Concluding in this issue our excerpts from Marjorie Kinnan Rawlings’s (p. 439) new book, which Scribners will soon publish, we are bound to wonder when we shall find again such reassuring, friendly writing. It will cheer us to have the small human relationships of Cross Creek in mind when we contemplate the Axis-ridden areas where kindness is all but a crime against the state.
Count Michael de la Bedoyere (p.
451) is the editor of the Catholic Herald, one of England’s three Catholic weekly newspapers. This paper has gained increasing influence during the war through the uncompromising stand it makes against the wartime philosophy of ‘the end justifying the means.’ The Count’s wartime book, Christian Crisis, was published in England last winter and is due for publication in America shortly.
Atlantic readers have long enjoyed the poetry and essays of Conrad Aiken (pp. 458, 476). A native Georgian, he has turned his hand to novels and stories as well as to poetry and criticism.
His latest book is scheduled for fall publication.
For the distinction of its editorial page the Richmond Times-Dispatch, of which Virginius Dabney (p. 459) is editor, has long been outstanding among American newspapers.
His writing has won many awards, and his first appearance in the Atlantic is in terms of a subject on which he commands broad respect. A University of Virginia graduate, he has been a newspaper man for twenty years.
His book, Liberalism in the South, was published in 1932, and Appleton-Century will issue his new work, Below the Potomac: A Book about the New South, in March.
From his Vermont farm Wilson Follett (p. 469) continues to flavor our pages with rural New England. His case for hand crafts may hold unsuspected values for the machine age.
Since the Atlantic published ‘Hook,’ the story of an American hawk, by Walter Van Tilburg Clark (p. 482), his first novel, The Ox-bow Incident, has gained a solid place for itself, and we are glad to have him in our pages again with another unusual story of the wilds. He has been carrying on, we learn, from a ranch in Las Vegas, Nevada, with occasional returns to his home at Cazenovia, New York.

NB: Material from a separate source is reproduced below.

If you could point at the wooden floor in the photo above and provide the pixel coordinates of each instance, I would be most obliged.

The Atlantic is always proud to discover new talent. This spring brought us a young poet from Evansville, Indiana. Marion Edith Smith (p. 492), co-proprietor of a small and struggling book-and-gift shop in Evansville, is New Englander by birth and was graduated from the University of New Hampshire in 1930.
A teacher of English at the University of Texas, Randall Jarrell (p. 493) was first introduced to Atlantic readers in the New American Poets group last October. He was one of live young poets represented in the 1940 anthology of the New Directions Press.
William Henry Chamberlin (p. 494), the well-known foreign correspondent, gives us the first results of a thoroughgoing inquiry into Canada’s war efforts and attitudes. A familiar contributor to the Atlantic, he has just completed a lecture tour in the Middle West.
For top-to-bottom knowledge of radio we commend to you Robert J. Landry (p. 503), radio editor of that unique and imperishable Bible of the theatre and entertainment field, Variety. He is an authority on the whole complex structure of the broadcasting corporations and their affiliates, and on their constantly shifting relationships with the Federal Communications Commission as well. His judgments as a critic of radio programs are accepted as virtually final, and he was one of the first to perceive our need for a sharper qualitative review of what goes out over the air waves. This is his first appearance in the Atlantic.
We continue with the third of four installments of The Children, by Nina Fedorova (p. 513), who brought from embattled China in 1938 the wealth of material she fashions into novels. Born in Southern Russia, she escaped with her family from the disorders of 1919, moving into Manchuria and I hence to Tientsin. Her novel, The Family, won the Atlantic $10,000 Prize two years ago.